Modifier 59: Sometimes the patient may require separate education after receiving an inhalation treatment on the same day. Here, you can bill both services (treatment + education) by reporting 94640 and then adding 94664 with modifier 59 (Distinct procedural service), as the patient required additional instruction for his daily maintenance medication. This is different from the medication provided for immediate intervention (94640). The Correct Coding Initiative (CCI) has placed an edit on 94640 and 94664, indicating that 94664 is a component of 94640. Medicare and payers that follow CCI edits may require modifier 59 on the component code (94664) to indicate that the teaching is a distinct procedural service from the inhalation treatment.
Under the new X(EPSU) system, you could attach modifier XU (Unusual non-overlapping service) in place of modifier 59 to justify the service.
3. Can You Correctly Justify the Medical Necessity For Inhaler Claims?
If payers would not pay your 94664 claim, you would need to support it with documentation indicating medical necessity to reimburse the service. For instance, you might need to state in the Plan or Treatment portion of the written record that the patient requires a teaching session on the use of his MDI, diskus, nebulizer, etc. In addition, don’t forget to note why the session is needed. The nurse or provider must document what was discussed and the patient’s response and ability to use the device.
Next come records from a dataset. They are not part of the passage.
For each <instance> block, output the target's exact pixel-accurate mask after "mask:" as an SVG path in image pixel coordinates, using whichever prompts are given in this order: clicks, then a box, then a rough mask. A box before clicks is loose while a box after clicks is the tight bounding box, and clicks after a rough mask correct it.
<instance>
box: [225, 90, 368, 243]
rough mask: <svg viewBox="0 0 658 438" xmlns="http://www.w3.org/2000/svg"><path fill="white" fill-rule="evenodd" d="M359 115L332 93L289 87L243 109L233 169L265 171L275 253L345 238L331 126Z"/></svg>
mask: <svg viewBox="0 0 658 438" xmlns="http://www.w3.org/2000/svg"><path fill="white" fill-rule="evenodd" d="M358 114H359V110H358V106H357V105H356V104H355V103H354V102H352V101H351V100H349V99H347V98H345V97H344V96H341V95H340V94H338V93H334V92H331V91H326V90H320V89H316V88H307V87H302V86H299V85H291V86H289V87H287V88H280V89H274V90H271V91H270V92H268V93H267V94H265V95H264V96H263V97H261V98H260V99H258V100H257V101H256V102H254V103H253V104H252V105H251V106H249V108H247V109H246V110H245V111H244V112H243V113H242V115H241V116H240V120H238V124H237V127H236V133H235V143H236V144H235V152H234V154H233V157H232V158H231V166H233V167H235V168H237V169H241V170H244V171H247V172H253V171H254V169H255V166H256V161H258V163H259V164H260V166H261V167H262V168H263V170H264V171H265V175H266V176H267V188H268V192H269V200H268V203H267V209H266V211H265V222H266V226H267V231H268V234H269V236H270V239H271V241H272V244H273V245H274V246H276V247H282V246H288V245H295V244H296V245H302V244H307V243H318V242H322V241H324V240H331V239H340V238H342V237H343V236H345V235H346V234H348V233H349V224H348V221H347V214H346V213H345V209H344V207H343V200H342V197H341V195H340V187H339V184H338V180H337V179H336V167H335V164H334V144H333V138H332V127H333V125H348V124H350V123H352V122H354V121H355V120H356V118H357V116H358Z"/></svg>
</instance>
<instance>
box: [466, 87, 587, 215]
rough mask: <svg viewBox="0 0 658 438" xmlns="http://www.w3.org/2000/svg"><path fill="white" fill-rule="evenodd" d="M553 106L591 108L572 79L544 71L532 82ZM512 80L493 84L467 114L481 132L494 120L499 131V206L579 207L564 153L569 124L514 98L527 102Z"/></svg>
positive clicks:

Remember that code 94640 should only be reported once during a single patient encounter regardless of the number of separate inhalation treatments that are administered. If 94640 is used for treatment of acute airway obstruction, spirometry measurements before and/or after the treatment(s) would not be reported separately. Do not report code 94060 (Bronchodilation responsiveness, spirometry as in 94010, pre- and post-bronchodilator administration) in addition to code 94640 as it is considered a misuse.
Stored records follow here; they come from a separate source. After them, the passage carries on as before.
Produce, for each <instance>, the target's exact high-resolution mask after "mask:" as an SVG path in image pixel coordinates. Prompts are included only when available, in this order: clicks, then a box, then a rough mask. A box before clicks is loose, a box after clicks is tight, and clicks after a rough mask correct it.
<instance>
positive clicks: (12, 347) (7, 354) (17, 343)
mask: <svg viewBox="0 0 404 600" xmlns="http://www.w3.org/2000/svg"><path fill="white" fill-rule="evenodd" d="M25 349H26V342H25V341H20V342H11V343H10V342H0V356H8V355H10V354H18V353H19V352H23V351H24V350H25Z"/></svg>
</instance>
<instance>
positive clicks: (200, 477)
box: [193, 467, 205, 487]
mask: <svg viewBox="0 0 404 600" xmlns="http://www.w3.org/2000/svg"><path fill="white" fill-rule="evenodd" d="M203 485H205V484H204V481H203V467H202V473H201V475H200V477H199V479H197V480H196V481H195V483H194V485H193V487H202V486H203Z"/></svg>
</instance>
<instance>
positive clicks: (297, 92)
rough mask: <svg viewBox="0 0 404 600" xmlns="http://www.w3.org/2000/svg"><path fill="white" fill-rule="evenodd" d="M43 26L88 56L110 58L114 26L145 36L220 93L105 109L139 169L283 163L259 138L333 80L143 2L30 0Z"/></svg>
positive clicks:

For Medicare payers, and many private payers, don’t report 94640 in addition to 94644 or 94645 if, for example, the patient required continuous nebulizer treatment and later in the same visit received a 10 minute aerosol breathing treatment. Billing edits bundle 94644 and code 94640, with 94644 as the more extensive procedure. The codes may not be reported together under any circumstances.
Do not submit 94664 for patients who routinely use the devices to provide treatments at home, unless there are unusual circumstances. Documentation in the patient’s medical record should support providing patient education related to bronchodilator administration and should include comments about the patient’s ability to correctly use the delivery device.